Après son film Barzakh, le réalisateur propose une œuvre introspective, à la croisée du cinéma d’auteur et du format sériel.

Al Matbaa (L’Imprimerie) : plongée psychologique

Autre première notable : Mehdi Hmili, cinéaste reconnu, présente Al Matbaa, une série centrée sur l’univers intérieur et social d’un dessinateur. Avec Ghanem Zralli, Maram Ben Aziza et Slim Baccar, la série s’appuie sur une esthétique soignée, renforcée par la collaboration avec le directeur photo Farouk Laridh.

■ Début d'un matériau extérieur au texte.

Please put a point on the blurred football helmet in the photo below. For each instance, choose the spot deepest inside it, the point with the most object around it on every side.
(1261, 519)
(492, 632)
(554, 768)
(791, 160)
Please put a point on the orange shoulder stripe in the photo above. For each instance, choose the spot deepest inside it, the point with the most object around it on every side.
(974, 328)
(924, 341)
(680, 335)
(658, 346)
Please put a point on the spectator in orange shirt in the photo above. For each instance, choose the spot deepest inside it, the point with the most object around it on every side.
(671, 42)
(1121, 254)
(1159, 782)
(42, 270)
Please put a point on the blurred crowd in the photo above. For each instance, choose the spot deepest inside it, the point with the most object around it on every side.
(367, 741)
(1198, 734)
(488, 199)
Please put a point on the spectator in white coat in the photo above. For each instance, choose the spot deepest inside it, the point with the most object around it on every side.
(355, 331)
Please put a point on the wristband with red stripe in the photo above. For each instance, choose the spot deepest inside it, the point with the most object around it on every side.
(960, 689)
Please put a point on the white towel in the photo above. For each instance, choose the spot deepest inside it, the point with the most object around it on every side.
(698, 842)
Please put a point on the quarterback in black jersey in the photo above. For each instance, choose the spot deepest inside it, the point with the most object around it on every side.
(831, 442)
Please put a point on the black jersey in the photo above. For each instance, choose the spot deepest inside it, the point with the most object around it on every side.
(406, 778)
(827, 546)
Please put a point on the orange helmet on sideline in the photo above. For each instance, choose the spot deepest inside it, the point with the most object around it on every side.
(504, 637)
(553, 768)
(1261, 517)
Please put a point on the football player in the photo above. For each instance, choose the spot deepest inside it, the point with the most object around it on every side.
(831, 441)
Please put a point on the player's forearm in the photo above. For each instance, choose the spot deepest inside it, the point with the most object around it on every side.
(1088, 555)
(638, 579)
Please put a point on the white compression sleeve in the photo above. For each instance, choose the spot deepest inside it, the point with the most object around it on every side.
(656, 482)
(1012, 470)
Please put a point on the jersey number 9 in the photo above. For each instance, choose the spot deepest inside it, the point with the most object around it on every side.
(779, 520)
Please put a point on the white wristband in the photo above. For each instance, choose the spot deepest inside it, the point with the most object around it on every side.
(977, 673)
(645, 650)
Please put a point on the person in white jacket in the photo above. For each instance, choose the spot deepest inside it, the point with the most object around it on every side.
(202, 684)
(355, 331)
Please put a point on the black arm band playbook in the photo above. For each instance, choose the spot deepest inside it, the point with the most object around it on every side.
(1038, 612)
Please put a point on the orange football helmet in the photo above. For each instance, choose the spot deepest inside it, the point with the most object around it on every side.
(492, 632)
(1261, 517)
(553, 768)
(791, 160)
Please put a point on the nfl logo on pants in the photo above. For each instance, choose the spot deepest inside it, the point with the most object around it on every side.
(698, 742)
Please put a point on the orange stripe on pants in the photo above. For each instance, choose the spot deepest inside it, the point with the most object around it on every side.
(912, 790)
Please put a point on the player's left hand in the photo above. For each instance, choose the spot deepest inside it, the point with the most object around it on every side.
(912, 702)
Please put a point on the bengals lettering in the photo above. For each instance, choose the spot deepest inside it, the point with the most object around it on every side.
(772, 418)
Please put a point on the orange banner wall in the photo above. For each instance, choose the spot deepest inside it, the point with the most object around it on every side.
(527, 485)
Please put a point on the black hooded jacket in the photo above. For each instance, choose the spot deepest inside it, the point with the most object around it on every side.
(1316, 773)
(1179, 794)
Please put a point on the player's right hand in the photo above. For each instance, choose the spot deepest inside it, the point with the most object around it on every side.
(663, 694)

Nessma : entre comédie populaire et réalisme inspiré du réel

Sahbek Rajel 2 : la comédie qui cartonne

Forte du succès de la première saison, Sahbek Rajel 2 revient sur Nessma avec Karim Gharbi, Sofiane Dahesh et Yassine Ben Gamra. Une comédie ancrée dans le quotidien tunisien, misant sur l’humour de situation et la proximité avec le public.

Oxydone : quand la réalité nourrit la fiction

Inspirée de faits réels, Oxydone, réalisée par Motiâa Dridi et produite par Fadhel Ben Ammar, propose un récit intense porté par Nidhal Saadi, Mohamed Ali Ben Jomaa et Khalil Abdouli. Une série qui s’annonce comme l’un des drames les plus marquants de la saison.

El Hiwar Ettounsi : comédie grand public et drame social

Hedhi Akhertha : le retour de Sami Fehri

La chaîne relance la série culte Hedhi Akhertha, marquant le retour de Sami Fehri à la réalisation. Entourée de nombreuses stars de la comédie tunisienne, la série vise clairement le divertissement familial du Ramadan.

Al Khatifa : une lecture sociale contemporaine

Toujours sur El Hiwar Ettounsi, Al Khatifa, réalisée par Sawsan Jemni, réunit Kamel Touati, Rim Riahi, Nordo, Azza Slimane et Mohamed Mourad. Ce drame social s’intéresse aux mutations profondes de la société tunisienne, à travers des destins croisés.

Nouvelles chaînes et regards féminins

Dans une dynamique d’élargissement du paysage audiovisuel, la série Ghouba (Coma) fera son entrée sur Télévision TV, sous la direction de Mohamed Khalil Bahri.

De son côté, Bab Bnet, diffusée sur Al Wataniya 1 et réalisée par Zied Yatim, met en avant des problématiques sociales vues par un prisme féminin, avec Mouna Nourredine et Wajihah Jendoubi à l’affiche.

Conclusion : un Ramadan 2026 riche, audacieux et pluriel

Avec cette programmation dense et éclectique, le Ramadan 2026 confirme la vitalité de la fiction télévisée tunisienne. Entre nouvelles expériences de réalisation, retours attendus et diversité des thématiques, les chaînes tentent de répondre aux attentes d’un public en quête de sens, d’émotion et de divertissement.

Drame social et comédie dominent clairement la saison, dans un équilibre entre mémoire collective et réalités contemporaines. Une chose est sûre : les soirées ramadanesques s’annoncent intenses sur le petit écran tunisien.